O tratamento do mieloma é complexo e depende de vários fatores entre os quais a idade, estado geral, alterações citogenéticas e comorbilidades do doente. De uma forma global, os tratamentos incluem diferentes combinações de medicamentos:
– inibidores do proteossoma (bortezomib, carfilzomib, ixazomib)
– imunomoduladores (lenalidomida, pomalidomida, talidomida)
– anticorpos monoclonais (daratumumab, isatuximab, elotuzumab)
– corticóides (dexametasona, prednisolona)
– agentes alquilantes (ciclofosfamida, melfalano)
– transplante autologo de progenitores hematopoiéticos (não aplicável a todos os doentes)
– radioterapia

Quais os efeitos colaterais podem surgir com o tratamento?
Uma das consequências de vários tratamentos, nomeadamente de quimioterapia é a diminuição dos glóbulos brancos que pode levar ao aparecimento de infeções graves. Uma das infeções frequentes é a “zona” provocada pelo vírus herpes-zoster, que se manifesta por dor ou sensação de queimadura numa zona da pele, com aparecimento de pequenas vesículas e que requer tratamento imediato. A talidomida e o bortezomib estao mais ligados a neuropatia periférica (alterações da sensibilidade ou da força nos membros superiores ou inferiores), os imunomoduladores (como a lenalidomida e a talidomida) a eventos trombóticos e o uso continuado de anticorpos monoclonais aumenta a suscetibilidade a infeções.
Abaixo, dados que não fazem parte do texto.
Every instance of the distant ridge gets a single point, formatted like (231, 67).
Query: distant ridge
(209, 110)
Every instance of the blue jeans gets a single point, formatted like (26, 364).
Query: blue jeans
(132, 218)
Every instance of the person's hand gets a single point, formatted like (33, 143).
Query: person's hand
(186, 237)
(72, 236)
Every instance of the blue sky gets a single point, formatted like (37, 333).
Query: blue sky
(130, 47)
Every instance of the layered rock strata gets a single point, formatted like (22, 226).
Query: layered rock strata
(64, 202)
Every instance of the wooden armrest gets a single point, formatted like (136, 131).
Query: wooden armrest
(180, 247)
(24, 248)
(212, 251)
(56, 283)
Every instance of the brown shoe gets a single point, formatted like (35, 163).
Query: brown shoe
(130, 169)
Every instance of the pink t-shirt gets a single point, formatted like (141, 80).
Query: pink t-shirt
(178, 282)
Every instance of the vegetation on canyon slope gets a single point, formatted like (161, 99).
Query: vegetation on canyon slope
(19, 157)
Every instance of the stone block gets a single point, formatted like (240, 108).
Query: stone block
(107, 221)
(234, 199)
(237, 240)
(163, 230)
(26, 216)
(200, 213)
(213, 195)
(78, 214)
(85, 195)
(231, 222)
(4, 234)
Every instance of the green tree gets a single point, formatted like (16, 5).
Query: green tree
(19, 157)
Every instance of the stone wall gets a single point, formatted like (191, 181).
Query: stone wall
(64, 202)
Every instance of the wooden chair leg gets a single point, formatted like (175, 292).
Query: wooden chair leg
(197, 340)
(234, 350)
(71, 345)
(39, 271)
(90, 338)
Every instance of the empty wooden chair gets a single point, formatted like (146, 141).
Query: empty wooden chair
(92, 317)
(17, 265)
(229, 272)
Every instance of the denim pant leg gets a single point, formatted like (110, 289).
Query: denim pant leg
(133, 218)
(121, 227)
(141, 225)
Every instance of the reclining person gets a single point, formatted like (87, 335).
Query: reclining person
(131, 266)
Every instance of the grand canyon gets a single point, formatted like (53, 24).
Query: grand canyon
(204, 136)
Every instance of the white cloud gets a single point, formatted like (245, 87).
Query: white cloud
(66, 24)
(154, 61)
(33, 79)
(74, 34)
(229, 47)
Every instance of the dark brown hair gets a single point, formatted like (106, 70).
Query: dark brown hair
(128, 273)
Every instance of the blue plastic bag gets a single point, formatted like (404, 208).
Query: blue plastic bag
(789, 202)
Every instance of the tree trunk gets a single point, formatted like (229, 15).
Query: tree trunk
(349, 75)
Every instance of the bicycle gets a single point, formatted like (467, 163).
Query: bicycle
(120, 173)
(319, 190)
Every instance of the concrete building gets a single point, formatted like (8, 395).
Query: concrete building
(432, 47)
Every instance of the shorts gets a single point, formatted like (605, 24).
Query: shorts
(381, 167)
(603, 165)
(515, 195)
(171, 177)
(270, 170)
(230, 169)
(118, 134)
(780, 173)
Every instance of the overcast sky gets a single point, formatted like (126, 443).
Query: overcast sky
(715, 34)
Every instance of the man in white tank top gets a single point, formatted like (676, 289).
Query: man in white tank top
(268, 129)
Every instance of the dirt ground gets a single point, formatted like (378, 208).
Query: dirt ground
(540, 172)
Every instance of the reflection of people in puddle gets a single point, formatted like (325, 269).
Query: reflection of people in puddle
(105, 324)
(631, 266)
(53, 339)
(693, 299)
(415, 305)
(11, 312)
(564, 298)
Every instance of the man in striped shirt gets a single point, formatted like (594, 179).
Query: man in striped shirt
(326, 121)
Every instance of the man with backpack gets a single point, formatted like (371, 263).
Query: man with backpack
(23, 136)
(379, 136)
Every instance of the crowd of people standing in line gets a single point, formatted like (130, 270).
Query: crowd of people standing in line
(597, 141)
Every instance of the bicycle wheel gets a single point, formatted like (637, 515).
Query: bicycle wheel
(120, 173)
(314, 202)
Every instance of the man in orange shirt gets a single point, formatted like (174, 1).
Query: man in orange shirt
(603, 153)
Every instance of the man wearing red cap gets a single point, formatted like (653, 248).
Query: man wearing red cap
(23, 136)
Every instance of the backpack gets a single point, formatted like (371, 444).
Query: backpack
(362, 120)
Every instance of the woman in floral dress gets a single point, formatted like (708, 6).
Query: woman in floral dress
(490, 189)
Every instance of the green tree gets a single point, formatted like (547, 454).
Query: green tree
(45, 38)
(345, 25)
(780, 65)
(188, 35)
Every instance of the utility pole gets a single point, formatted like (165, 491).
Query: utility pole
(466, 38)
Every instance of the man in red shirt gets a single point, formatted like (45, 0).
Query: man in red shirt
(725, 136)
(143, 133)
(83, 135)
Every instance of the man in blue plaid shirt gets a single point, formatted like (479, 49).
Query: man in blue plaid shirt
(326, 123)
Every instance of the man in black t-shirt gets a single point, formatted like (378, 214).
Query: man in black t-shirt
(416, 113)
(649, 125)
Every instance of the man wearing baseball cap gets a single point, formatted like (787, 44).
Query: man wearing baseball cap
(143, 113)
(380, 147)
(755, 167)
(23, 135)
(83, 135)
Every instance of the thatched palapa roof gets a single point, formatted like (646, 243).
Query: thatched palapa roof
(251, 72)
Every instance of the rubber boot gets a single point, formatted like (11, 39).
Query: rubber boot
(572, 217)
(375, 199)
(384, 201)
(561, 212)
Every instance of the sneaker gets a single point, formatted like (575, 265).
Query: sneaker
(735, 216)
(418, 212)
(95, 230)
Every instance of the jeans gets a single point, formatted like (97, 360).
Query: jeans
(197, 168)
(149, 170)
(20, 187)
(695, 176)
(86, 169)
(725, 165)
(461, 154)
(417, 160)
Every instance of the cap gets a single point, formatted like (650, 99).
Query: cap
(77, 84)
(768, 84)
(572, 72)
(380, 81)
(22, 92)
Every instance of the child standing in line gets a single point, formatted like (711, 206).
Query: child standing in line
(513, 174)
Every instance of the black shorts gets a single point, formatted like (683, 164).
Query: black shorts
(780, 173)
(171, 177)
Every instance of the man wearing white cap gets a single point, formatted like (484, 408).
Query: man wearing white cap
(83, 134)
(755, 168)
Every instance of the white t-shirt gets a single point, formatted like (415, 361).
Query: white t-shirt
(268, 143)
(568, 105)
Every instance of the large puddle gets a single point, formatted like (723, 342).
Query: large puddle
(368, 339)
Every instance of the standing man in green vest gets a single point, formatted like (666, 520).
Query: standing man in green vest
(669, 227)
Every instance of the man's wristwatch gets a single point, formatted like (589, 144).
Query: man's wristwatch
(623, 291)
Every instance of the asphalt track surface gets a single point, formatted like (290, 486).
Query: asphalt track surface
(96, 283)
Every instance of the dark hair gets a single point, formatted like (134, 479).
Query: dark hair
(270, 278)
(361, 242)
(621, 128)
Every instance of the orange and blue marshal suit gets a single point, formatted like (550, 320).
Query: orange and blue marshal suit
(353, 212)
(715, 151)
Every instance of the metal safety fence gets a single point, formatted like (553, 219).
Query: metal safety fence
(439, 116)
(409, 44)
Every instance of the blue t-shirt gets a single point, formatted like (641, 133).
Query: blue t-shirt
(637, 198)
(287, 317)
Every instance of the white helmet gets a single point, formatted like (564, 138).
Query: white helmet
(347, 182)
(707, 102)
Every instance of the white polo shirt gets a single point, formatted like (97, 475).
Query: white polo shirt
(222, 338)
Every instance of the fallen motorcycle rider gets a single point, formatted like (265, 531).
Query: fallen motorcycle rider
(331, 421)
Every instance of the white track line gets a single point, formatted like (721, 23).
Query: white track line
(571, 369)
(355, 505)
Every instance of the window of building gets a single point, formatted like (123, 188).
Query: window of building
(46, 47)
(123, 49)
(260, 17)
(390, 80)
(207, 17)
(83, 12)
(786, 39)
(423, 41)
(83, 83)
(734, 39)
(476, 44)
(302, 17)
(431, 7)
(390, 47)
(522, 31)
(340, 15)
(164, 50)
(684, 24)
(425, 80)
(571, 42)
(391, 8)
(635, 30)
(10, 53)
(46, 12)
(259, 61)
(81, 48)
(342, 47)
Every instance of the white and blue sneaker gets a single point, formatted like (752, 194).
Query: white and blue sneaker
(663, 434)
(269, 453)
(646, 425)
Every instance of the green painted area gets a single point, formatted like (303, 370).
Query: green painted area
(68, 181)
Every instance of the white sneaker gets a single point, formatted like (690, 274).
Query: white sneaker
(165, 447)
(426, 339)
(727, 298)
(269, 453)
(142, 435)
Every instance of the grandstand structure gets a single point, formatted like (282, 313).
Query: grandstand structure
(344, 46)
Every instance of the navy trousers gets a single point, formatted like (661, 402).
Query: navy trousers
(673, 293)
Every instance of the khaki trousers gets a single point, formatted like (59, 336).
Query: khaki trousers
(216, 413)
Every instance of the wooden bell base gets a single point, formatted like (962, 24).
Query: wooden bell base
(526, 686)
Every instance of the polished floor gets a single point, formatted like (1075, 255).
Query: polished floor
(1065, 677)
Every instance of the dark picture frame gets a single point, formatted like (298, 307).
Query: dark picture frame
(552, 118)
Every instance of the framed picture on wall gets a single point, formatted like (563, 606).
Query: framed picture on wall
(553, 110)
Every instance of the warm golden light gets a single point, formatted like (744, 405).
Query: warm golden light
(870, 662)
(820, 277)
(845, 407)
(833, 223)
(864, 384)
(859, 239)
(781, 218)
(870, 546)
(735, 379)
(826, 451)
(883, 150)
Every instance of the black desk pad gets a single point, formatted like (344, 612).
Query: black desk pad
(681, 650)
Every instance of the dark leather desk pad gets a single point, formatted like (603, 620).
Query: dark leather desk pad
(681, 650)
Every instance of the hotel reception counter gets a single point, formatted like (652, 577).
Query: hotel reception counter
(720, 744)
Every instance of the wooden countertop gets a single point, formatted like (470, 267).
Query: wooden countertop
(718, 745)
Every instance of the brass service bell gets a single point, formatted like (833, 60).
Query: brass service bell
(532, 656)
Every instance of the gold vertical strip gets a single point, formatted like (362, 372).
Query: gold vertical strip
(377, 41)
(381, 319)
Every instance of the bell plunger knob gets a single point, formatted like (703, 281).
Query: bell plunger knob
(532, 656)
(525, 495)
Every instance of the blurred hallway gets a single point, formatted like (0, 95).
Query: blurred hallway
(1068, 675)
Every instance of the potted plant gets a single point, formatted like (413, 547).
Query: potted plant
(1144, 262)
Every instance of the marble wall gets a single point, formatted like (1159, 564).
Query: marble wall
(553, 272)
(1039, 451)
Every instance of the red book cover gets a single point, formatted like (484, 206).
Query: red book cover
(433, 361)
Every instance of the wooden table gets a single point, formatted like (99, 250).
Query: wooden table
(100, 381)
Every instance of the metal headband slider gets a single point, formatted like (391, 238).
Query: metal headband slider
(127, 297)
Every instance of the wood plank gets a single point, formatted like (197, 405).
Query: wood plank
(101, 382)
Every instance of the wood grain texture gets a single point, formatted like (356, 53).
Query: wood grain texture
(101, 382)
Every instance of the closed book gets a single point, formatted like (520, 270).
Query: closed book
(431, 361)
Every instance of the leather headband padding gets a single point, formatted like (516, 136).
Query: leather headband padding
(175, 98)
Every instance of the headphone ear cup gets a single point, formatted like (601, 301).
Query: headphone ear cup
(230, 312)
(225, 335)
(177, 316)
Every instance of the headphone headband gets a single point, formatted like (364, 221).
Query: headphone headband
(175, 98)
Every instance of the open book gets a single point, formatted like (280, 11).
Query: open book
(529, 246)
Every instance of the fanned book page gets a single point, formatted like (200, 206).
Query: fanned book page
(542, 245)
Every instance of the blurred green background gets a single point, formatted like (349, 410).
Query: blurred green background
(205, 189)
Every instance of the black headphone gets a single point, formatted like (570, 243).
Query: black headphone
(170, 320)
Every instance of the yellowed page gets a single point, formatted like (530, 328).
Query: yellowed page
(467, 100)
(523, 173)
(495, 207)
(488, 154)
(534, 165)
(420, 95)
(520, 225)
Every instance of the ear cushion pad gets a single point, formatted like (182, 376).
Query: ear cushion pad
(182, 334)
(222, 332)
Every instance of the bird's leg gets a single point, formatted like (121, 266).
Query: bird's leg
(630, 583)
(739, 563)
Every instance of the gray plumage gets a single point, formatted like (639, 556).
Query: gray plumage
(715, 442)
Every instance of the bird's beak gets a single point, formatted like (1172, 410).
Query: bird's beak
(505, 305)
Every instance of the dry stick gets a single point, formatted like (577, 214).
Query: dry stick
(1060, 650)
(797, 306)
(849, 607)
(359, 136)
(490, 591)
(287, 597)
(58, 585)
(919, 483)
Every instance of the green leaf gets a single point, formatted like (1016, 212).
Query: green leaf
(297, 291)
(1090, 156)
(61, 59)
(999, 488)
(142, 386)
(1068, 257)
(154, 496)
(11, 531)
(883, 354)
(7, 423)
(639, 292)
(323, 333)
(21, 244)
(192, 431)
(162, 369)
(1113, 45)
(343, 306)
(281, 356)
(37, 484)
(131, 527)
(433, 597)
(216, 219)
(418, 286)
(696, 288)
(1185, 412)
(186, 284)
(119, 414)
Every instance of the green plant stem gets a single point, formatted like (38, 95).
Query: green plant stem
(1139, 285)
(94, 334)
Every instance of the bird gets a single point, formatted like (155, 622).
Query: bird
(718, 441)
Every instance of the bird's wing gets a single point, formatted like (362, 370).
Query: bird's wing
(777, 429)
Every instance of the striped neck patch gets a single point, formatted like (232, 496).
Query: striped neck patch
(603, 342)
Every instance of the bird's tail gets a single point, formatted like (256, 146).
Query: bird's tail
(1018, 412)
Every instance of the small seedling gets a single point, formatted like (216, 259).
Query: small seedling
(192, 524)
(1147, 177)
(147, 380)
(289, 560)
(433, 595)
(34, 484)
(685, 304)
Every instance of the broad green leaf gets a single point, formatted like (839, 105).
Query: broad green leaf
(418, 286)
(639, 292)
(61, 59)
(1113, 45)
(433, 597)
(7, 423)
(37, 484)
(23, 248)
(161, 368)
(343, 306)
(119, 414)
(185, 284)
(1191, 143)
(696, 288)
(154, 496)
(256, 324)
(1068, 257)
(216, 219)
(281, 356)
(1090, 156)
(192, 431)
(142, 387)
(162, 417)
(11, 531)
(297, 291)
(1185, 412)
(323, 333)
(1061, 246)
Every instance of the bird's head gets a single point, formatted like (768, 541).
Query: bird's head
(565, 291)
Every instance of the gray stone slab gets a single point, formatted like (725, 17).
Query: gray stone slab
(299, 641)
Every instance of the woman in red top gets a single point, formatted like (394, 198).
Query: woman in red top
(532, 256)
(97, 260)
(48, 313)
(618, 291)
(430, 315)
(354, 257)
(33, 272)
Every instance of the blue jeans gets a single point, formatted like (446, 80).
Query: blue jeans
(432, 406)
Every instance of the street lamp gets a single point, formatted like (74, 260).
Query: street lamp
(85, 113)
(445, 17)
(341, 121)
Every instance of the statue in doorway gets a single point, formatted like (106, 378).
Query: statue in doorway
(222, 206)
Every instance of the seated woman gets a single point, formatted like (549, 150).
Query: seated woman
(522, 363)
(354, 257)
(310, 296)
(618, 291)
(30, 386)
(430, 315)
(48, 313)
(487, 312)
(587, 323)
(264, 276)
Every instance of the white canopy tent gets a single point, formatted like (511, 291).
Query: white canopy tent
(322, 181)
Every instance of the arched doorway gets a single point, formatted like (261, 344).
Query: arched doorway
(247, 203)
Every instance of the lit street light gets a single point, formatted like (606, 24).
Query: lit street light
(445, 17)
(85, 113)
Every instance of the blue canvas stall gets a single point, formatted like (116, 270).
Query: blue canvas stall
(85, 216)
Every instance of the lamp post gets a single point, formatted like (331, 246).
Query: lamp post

A doença obriga o doente a alterar a sua rotina ou a evitar alguma atividade?
O tratamento e própria doença obriga a adotar medidas que diminuam o risco de ficar infetado, mas sem implicar mudanças drásticas na vida diária. É incentivado o exercício físico.

Quais as perspetivas após o tratamento?
O MM não tem cura, mas tem tratamentos. Devido aos novos fármacos, os doentes têm sobrevivências cada vez maiores. No entanto, é uma doença extremamente heterogénea.

De que forma deve o doente encara este prognóstico?
Como referido anteriormente, cada vez mais tem de encarar como uma doença crónica que varias opções de tratamento mesmo em doentes que não respondam à primeira linha de tratamento.

Deve procurar ajuda psicológica?
O MM é habitualmente uma doença que pode ter diferentes apresentações e complicações. Deve aconselhar-se com a equipa que o trata, pois existem formas de o ajudar a sentir-se melhor.